(This post will link all the threads of client work I’ve had since I wrote my book on Smart Homes. You could call this ‘the missing chapter’.)
So the UK government has just announced it will start fining landlords who rent out properties that are below an E rating on their Energy Performance Certificate. In 2030, it’ll be a C rating. This is the second time (that I can find) that this policy has been attempted. In the Netherlands, all offices will have to be rated C by 2023. What’s going on?
Well, it turns out the ‘digital transformation’ revolution is coming after your home life. Why? Climate change.
What you do counts and will soon be counted. Here’s why.
The UK housing stock is old and people don’t improve on it often enough. Most people don’t consider energy efficiency when they buy a home (source p.6) The average interpretation of energy improvement is to service (43%)or replace a boiler (32%). Only in 18% of cases will someone decide to insulate their loft (source p.11). Less than 10% will insulate their walls. If you’re renting or sharing a flat you probably don’t care, because you have no power in a conversation with your landlord about energy efficiency. And you’re not going to be in that flat for long anyway. In London, people will move every 5 years and outside of London it’s around 17. That’s a lot of churn.
If we see ourselves as caretakers of the earth, we may want to start talking about the ‘life’ of a home as having several generations of caretakers. What’s the solution here? Well back in 2016, Mark Simpkins and I drew up an idea of a data brick which would collect and anonymise information about a home over the course of multiple tenants and owners. Something that belongs to the space rather than to people. Something that captures information we all might need like: ‘how many times has this property flooded over the last 20 years?’ ‘who did the repair work and were they any good?’ ‘how much did you pay for your bills in winter and how many people were you?’. This information should be embedded securely in a space rather than ‘out there’ for others to use. But equally, it could be polled for publicly relevant research. I’m going to be digging into this with Mark this year and see what happens.
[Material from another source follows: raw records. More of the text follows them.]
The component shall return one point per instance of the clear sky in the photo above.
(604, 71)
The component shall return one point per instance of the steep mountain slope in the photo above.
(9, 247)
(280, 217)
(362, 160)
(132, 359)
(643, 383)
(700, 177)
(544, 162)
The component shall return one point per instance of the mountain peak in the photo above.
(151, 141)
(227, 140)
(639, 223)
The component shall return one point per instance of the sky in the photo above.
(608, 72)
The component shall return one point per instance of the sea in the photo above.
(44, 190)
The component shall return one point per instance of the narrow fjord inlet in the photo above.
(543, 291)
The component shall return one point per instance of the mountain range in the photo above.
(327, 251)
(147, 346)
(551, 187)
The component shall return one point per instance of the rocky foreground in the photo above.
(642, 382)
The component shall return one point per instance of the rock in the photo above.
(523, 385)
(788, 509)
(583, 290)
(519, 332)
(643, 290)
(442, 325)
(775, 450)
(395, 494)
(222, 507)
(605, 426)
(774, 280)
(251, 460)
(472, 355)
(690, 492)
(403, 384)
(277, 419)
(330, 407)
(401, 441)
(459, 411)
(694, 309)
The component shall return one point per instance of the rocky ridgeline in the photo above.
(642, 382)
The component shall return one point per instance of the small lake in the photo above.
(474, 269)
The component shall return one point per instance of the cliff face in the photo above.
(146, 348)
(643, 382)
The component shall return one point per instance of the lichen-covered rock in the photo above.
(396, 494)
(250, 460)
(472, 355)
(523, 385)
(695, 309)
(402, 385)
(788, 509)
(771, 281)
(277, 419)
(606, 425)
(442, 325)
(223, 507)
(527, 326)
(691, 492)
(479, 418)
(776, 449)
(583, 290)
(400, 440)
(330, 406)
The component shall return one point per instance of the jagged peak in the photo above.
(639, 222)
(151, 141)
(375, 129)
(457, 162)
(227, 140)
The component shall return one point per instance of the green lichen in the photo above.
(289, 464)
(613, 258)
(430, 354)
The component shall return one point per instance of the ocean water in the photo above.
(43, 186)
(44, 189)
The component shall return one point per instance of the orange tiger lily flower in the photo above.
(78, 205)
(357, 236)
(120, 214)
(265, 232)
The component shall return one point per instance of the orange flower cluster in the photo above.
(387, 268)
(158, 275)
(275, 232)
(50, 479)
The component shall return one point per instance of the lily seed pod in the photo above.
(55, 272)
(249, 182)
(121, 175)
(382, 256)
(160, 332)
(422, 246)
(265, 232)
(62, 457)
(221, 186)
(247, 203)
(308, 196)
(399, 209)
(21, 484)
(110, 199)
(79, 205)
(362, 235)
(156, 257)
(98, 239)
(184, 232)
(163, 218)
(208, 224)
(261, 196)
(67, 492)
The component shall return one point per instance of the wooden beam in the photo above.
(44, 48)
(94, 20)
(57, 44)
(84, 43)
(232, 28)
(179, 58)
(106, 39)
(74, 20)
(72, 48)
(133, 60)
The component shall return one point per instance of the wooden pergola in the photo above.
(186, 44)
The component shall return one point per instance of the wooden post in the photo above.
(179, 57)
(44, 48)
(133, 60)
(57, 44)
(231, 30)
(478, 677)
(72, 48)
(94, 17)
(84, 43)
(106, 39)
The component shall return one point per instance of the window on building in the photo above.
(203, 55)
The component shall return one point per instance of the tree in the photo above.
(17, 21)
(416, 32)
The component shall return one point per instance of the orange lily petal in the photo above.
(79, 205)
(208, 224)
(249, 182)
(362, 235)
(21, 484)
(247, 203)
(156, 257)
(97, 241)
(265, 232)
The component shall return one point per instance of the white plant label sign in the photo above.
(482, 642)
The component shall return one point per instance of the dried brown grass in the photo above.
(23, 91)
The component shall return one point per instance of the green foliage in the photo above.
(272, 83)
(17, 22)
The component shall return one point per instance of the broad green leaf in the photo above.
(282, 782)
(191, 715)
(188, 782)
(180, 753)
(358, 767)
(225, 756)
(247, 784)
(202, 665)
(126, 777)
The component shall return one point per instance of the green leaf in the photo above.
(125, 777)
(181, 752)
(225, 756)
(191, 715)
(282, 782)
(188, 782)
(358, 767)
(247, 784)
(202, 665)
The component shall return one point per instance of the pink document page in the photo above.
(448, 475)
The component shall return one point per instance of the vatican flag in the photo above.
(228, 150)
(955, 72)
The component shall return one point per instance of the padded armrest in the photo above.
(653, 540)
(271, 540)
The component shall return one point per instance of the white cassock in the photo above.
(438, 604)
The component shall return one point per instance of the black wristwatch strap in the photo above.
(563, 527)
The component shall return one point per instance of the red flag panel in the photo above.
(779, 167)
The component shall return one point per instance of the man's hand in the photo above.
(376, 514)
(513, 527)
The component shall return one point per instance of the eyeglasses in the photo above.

As of the last quarter of 2019, only 28% of UK homes have a smart meter. So what does that mean? There’s a pretty good amount of research done on ‘average use’ so I imagine that in the near future, this may be used against people. ‘It looks like you’re spending too much for your home’s footprint, you’ve been charged a £30 carbon tax for the year’ is not too far away from where we’re going. Who will this affect? The uber rich with a swimming pool in the basement, the electric car owners charging at home and large families who are at home most of the time. So it’s going to get complicated very quickly. The thing about this is that it doesn’t required ‘live data’ it just requires your EAC (estimated annual consumption) which is reasonably easy to obtain. Who will be in charge of the tax? Not sure. It could be a way for the government of moving the 3/4 of home owners who have not changed energy tariffs (source p.6) in the last year and move everyone to renewable providers.
And then there’s your internet home use. The connected devices, things and services you’re streaming or using on ‘always-on’ mode. Alexa I’m looking at you sideways girl. Michelle Thorne at Mozilla Foundation wrote a nice blog post about this because most internet service providers are in the business of shrugging it off. Carbon offsetting for your movie might feel weird but the cooling (ie. energy requirements) for data centres is off the charts and probably explains why we keep building nuclear power plants. What could happen? I can see a near-future world where some people sign up to a ‘green’ energy provision which just doesn’t work all the time because it relies on solar power as a next generation virtue signalling or ‘voluntary simplicity’. After all, what are you using the internet for if not to spend too much time not connecting to your partner, child or pet. I can see Gwyneth Paltrow advocating being #internetfree or only using a #greenscreen Even if a generation of influencing young people do this, it’ll make a dent on energy use in shared housing and might even revive a highstreet and pub or two. Because otherwise we’re talking technical solutions like some crazy add-ons that let you track the carbon emissions use of all those tabs you keep open and that’s good for some but will depress others. We already struggle to keep people engaged and recycling or buying less, how we police their internet use will have to be done carefully.
So yeh, there’s loads to do and lots of it in the realm of the dystopian or practical. In the meantime I think a lot of creative and tech people are keen to get involved (judging by some tweets lately) but with not too much experience of working in these complicated areas before. I’m organising The Low Carbon Design Institute as an opportunity to explore these topics over the summer in the UK. Otherwise you could do worse than to follow the events put on by the Energy Systems Catalpult, Connected Places Catapult and research produced by the Cass Asset Management Research Institute and the UCL Energy Institute . And of course there’s Overlay who I’ve been doing research for, Jack Kelly’s work at Open Climate Fix and Gavin Stark’s IceBreakerOne. It’s a good time to be in London for these topics, regardless of the political and actual weather. Bring an umbrella though.